The next stage of Flitto’s technological evolution is hyper-personalization. Hyper-personalization refers to an advanced level of AI that provides communication optimized for each individual, capturing a user’s linguistic habits, pronunciation patterns, preferred spellings, stylistic tendencies, and domain-specific knowledge. (Source: How Generative AI Is Driving Hyperpersonalization)

Even a single name can produce multiple legitimate variations, such as:
• LEE JUNG SU
• LEE JEONG SOO
Traditional pattern-based AI systems are unable to interpret these differences as intentional preferences. To address this, Flitto has developed a structure that allows users to directly register or modify their preferred spellings, pronunciations, keywords, and styles as part of their personal dataset. The model references this information as a priority, producing outputs that reflect the user’s linguistic identity and preferences.
This hyper-personalization framework has already been validated through Flitto’s real-time translation services. Words that were previously unrecognized in conference environments or instances of mistranslation are continuously converted into new datasets and reintegrated into the learning pipeline. This iterative improvement process enhances overall STT and NMT performance while simultaneously reinforcing the hyper-personalization engine that adapts to each individual user.
As we move toward the era of AGI, general-purpose models will be required to demonstrate increasingly sophisticated comprehension, reasoning, and contextual transfer. The ability to capture a user’s linguistic rhythm, cultural context, and communicative patterns will become a defining competitive advantage. This is why Flitto positions hyper-personalization not as an optional feature but as a core component of its technological identity, structuring AI systems to evolve from simply “providing correct answers” to “expressing and understanding in the user’s own way.”
Ultimately, language is the most human form of data, an accumulation of culture, emotion, and thought. Flitto views language not as an object of computation but as a foundation for human understanding. Guided by principles of data quality, linguistic diversity, and fairness, Flitto has built a global language infrastructure that ensures consistent communication experiences for users worldwide.

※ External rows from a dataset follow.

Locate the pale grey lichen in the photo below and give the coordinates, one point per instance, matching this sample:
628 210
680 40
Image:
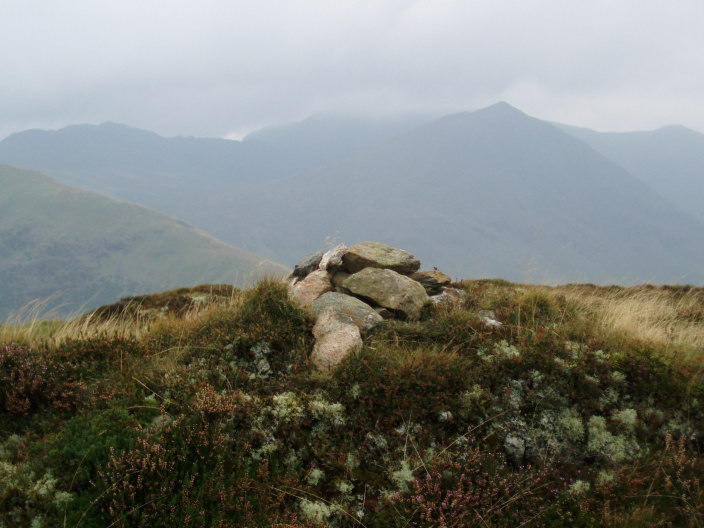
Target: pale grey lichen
579 487
570 425
403 476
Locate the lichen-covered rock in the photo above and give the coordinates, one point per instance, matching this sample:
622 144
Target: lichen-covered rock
389 289
338 278
336 337
307 264
377 255
310 288
433 280
363 315
332 258
515 449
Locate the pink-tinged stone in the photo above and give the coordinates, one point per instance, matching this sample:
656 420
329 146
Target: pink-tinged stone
336 337
309 289
333 258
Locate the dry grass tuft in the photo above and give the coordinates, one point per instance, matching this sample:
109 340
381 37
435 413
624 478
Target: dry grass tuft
30 327
662 316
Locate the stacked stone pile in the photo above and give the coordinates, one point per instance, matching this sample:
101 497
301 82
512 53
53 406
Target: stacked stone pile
351 290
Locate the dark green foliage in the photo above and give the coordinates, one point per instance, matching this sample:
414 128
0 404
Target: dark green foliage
224 423
30 381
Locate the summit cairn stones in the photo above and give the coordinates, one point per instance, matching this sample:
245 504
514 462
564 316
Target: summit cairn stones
376 255
363 315
310 288
336 336
388 289
351 290
333 258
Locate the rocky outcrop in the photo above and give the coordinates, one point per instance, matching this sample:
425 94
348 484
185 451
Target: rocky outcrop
363 315
388 289
307 264
371 282
310 288
433 281
336 337
376 255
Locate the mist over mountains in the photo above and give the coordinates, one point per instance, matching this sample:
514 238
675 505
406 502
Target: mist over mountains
669 159
478 194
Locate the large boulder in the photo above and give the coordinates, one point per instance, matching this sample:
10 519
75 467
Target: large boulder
363 315
309 289
377 255
307 264
389 289
333 257
336 337
450 298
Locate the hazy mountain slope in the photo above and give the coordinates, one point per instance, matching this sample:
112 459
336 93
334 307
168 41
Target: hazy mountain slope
91 250
325 139
493 192
141 166
670 160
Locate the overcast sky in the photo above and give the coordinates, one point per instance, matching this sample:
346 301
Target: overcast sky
221 68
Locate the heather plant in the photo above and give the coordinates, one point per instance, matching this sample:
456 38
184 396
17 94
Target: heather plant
211 415
472 488
30 380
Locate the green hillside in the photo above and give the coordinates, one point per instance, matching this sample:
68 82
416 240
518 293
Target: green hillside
670 160
572 413
82 249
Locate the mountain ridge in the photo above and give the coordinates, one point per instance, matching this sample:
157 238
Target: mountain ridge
90 249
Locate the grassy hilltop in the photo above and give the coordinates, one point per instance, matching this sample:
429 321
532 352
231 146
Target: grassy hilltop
198 407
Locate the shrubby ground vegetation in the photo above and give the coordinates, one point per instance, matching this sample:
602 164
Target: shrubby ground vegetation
199 407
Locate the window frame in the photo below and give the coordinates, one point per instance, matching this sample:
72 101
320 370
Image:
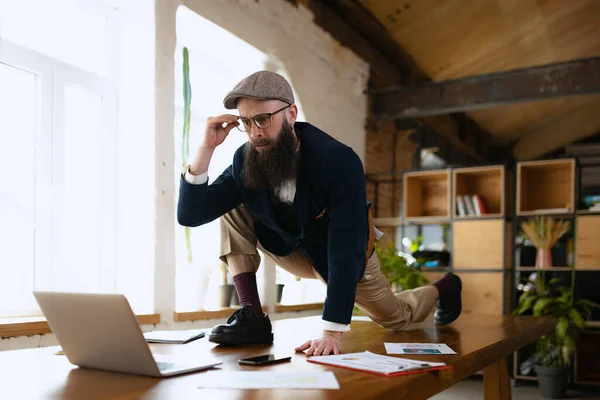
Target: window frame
51 77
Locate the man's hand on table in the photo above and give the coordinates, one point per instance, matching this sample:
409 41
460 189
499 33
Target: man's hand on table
330 343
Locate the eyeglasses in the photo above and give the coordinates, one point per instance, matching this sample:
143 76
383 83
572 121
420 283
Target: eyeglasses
263 121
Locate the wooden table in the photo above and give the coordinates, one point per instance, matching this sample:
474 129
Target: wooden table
482 343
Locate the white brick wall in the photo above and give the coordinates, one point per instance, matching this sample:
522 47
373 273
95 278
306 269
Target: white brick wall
330 80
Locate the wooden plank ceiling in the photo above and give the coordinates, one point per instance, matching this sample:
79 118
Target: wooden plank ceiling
450 39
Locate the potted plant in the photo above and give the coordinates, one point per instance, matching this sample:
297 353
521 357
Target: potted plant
544 232
401 273
554 351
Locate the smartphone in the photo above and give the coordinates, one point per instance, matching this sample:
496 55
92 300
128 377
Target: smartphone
264 360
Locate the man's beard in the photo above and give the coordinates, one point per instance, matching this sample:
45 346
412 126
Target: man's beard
274 165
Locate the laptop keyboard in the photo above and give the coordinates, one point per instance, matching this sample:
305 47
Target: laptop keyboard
164 366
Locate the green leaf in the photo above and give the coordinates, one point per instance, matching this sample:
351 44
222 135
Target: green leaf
577 319
524 297
588 303
566 355
542 305
562 327
553 281
527 304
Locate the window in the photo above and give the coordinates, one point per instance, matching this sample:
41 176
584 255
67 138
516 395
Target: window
58 149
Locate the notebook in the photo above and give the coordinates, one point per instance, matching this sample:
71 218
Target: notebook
174 337
378 364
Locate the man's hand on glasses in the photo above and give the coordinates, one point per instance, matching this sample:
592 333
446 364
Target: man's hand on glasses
217 129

As Physical AI and AGI continue to advance, AI systems will require richer datasets and more complex interaction patterns. With its deep expertise in data construction and its hyper-personalization engine, Flitto is committed to shaping an AI future that is more accurate, more equitable, and more human-centered.
For organizations building multilingual AI systems, language data is a core infrastructure. Flitto continues to invest in high-quality, fully consented, and domain-specific datasets, constructed through human-in-the-loop processes and designed to support real-world AI deployment across industries and regions.
We look forward to collaborating with partners who view language data as a long-term capability and a strategic foundation for sustainable AI innovation.